In front of him now, somehow, stood Flaming. "Stop it, Fox-witch," Flaming commanded. "In the name of the Christ, all of you, come no further."

​All of the large white foxes gathered by the edge of stream, but they stayed there, still and watching.

​"Not you perhaps, but the Hattavah is mine, by blood right," the She-Fox snarled. "He came to me willingly and pledged to serve me always. Is this not true, Hattavah?" She came and nuzzled him, so that the hair all over his body pricked up. He tensed himself, for one final last struggle. He'd fight as long as he could, so that Phil-Aemon could escape. She finished sniffing and raised her head.

​"No longer," Dakkoul got out weakly, "I am of you no longer. I choose Jagur's god, the Christ, instead."

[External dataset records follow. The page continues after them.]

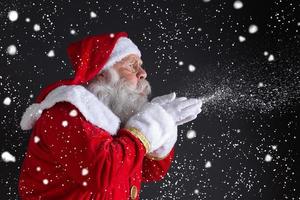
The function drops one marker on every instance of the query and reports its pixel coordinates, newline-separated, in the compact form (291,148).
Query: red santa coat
(78,151)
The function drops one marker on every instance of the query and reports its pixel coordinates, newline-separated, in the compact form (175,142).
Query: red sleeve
(155,170)
(88,154)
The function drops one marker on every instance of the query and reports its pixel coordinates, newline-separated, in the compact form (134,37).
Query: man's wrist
(137,133)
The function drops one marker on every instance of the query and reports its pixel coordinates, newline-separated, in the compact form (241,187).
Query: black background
(234,132)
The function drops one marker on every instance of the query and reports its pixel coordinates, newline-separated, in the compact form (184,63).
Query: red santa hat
(92,55)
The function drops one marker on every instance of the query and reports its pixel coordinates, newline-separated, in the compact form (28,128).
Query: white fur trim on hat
(122,48)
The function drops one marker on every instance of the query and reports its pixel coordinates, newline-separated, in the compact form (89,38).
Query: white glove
(155,123)
(190,113)
(182,109)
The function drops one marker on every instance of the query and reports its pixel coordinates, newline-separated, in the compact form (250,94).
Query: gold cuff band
(141,136)
(155,157)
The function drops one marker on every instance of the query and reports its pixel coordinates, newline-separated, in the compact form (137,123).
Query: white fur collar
(88,104)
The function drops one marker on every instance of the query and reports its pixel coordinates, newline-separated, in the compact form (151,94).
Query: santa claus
(97,136)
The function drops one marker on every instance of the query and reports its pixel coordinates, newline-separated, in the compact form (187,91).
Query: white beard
(121,98)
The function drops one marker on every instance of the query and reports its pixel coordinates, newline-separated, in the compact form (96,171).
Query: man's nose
(141,74)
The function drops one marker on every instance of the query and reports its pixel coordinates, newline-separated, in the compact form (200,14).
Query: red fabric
(114,163)
(88,56)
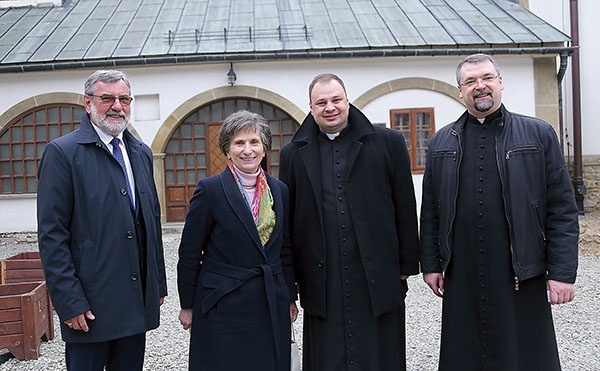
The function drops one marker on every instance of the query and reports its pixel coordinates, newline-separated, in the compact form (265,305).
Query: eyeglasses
(110,99)
(486,80)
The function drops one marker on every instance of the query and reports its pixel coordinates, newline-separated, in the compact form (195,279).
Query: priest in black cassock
(353,228)
(499,230)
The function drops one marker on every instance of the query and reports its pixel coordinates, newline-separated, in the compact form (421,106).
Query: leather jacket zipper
(512,250)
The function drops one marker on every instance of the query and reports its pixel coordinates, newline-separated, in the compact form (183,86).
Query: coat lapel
(277,207)
(238,206)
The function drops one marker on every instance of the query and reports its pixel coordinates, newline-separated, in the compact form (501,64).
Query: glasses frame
(125,100)
(486,80)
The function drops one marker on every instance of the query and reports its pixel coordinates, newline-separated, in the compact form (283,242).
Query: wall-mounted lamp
(231,76)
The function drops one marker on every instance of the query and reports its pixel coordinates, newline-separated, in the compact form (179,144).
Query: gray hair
(476,58)
(324,77)
(243,121)
(106,76)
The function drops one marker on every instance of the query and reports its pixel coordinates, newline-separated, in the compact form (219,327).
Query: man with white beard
(99,232)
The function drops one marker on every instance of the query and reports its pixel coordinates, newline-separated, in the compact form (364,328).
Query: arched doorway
(193,153)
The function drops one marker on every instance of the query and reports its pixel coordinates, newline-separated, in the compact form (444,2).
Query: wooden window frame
(411,134)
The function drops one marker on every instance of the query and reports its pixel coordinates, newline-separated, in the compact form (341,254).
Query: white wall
(161,90)
(557,13)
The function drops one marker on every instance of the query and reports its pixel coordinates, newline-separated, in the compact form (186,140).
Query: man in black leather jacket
(499,230)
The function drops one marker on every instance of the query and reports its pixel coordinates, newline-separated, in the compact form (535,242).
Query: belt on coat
(237,277)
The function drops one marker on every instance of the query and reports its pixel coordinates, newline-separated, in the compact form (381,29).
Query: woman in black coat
(233,265)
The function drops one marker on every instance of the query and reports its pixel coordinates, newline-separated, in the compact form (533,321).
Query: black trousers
(124,354)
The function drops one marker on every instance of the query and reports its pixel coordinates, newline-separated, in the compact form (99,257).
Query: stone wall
(591,181)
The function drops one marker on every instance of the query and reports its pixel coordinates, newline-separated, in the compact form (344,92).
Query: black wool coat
(236,288)
(382,206)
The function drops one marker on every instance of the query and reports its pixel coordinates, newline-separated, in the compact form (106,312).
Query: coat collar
(307,136)
(358,123)
(87,135)
(504,119)
(240,208)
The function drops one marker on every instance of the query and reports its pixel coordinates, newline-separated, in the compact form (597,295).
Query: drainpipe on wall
(578,185)
(564,57)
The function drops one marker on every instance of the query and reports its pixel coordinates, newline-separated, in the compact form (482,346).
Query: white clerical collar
(106,138)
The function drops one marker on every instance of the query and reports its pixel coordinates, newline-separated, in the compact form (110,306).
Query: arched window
(193,151)
(23,140)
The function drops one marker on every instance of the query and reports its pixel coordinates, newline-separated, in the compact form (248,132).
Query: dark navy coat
(237,288)
(88,238)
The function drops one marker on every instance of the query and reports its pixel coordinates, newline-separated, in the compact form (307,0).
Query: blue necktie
(119,156)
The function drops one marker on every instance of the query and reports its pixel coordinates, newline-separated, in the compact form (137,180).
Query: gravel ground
(577,323)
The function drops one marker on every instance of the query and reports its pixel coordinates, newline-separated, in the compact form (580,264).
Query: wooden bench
(26,318)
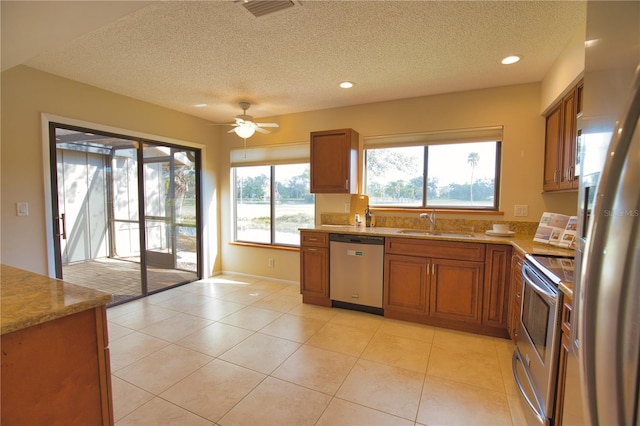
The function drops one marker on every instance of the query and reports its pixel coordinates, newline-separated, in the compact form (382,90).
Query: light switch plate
(22,209)
(521,210)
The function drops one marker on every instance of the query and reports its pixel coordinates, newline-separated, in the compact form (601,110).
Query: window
(448,170)
(271,201)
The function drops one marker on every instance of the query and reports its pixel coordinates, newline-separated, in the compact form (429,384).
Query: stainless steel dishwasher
(356,272)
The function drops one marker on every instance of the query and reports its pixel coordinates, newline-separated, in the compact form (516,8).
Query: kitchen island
(55,358)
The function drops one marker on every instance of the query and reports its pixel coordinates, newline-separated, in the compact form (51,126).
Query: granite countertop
(523,243)
(29,299)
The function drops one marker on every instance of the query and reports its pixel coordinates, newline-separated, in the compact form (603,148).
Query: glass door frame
(57,226)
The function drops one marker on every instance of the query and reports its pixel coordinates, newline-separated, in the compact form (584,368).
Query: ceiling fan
(245,127)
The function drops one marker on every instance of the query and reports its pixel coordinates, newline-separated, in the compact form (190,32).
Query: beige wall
(26,93)
(517,108)
(565,72)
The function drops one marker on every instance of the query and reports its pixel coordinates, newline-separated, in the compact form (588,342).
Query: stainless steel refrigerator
(603,366)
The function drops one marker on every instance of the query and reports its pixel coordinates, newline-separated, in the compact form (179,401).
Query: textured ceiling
(180,53)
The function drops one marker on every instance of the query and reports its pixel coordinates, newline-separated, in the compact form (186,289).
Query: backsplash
(444,224)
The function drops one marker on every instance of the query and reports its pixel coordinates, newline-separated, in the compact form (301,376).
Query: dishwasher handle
(356,239)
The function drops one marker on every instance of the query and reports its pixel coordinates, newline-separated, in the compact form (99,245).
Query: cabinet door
(405,284)
(314,279)
(515,296)
(456,287)
(568,159)
(552,152)
(496,285)
(334,161)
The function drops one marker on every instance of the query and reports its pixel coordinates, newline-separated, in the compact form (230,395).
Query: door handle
(63,220)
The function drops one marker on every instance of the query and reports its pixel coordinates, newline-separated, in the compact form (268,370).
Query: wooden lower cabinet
(463,287)
(58,372)
(496,285)
(565,344)
(314,268)
(456,288)
(406,285)
(515,296)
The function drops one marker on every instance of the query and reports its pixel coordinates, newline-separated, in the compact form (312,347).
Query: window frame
(270,156)
(439,138)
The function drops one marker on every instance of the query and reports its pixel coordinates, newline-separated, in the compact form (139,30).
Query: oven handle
(549,294)
(514,362)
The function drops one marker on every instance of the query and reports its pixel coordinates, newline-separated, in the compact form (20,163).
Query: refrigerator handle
(606,270)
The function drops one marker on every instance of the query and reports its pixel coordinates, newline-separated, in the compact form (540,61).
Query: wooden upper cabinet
(334,161)
(560,172)
(552,143)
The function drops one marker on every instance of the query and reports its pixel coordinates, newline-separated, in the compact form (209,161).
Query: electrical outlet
(521,210)
(22,209)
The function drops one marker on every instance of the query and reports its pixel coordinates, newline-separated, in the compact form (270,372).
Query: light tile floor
(233,350)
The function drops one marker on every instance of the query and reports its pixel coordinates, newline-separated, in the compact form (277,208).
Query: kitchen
(516,107)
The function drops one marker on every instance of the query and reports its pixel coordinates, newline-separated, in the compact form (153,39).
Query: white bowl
(499,227)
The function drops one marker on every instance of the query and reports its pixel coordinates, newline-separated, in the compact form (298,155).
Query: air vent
(260,8)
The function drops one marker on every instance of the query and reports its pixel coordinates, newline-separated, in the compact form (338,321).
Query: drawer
(437,249)
(315,239)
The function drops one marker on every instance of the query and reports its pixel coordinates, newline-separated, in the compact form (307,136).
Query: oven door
(538,339)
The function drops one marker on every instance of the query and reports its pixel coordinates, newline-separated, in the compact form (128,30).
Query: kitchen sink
(435,233)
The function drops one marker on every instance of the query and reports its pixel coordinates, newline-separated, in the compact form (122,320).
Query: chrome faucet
(432,219)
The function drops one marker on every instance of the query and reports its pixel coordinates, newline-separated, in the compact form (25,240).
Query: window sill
(266,246)
(375,209)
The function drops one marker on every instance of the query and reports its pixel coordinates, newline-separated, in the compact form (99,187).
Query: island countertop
(29,299)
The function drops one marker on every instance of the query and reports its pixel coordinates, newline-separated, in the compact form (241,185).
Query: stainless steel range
(535,360)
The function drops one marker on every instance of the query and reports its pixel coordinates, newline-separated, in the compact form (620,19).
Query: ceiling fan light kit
(245,127)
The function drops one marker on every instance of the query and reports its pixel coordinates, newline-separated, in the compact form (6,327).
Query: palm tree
(473,159)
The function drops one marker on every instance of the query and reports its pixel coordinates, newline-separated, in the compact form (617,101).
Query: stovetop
(557,269)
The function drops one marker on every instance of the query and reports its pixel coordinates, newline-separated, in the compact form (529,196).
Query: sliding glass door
(107,188)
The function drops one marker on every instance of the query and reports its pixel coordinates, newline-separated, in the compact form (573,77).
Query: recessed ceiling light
(511,60)
(591,43)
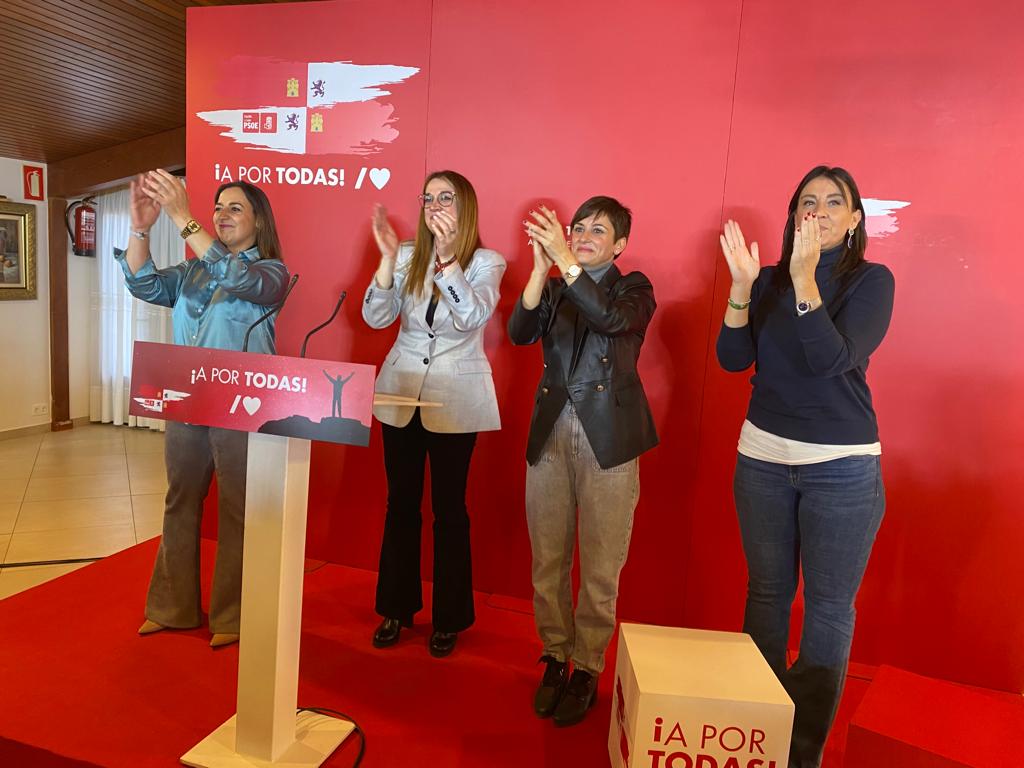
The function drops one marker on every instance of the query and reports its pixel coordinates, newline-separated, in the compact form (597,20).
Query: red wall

​The She-Fox let out a scream of rage, raising her forepaws upwards him and he rammed her as hard as he could, with every bit of strength he had left. With his weight pushing against her, she scrabbled to keep her place on the rocks and slipped and fell, leaping up with wet fur, snarling, jumping towards him, but miscalculating somehow, so that she missed and fell instead. In desperation he ran towards her, thrusting her snout down into the icy water. She thrashed against him. At first it took all he had to hold her, but her movements grew weaker and weaker. She was drowning, he thought triumphantly, when he felt a voice say, "Do not kill".

A rushing came in his chest, a pounding in his ears, and he found his hands releasing her in obedience. She flung out from beneath him, running to stand panting underneath an old oak tree. He only had a short time before she came for him. Why would the voice - God? - tell him to let her go. It made no sense.

The She-Fox lifted her head and jumped in his direction, when three other foxes sprang from behind the thicket of starberries and attacked her. He watched stunned as they ripped into her until she stopped twitching. The air above her shimmered as her form shrunk down to that of a fine-boned old lady, grey hair bunched behind her. He took a second look. It was not the Queen-Priestess. The other foxes then turned their dripping snouts in his direction. This was it then.

​Something strange and unfamiliar possessed him. A calm. An unearthly calm as the lead fox, smaller than the others, with a ringed snout padded towards him, stopping before the stream. With a quick shudder it transformed back to human form. The Prince stood before him.

​"Forget how to kill, Hattavah?" the Prince sneered. "Why did you draw back your fist? I'd hoped you'd do me at least one favor. Or were you too weak to hold her."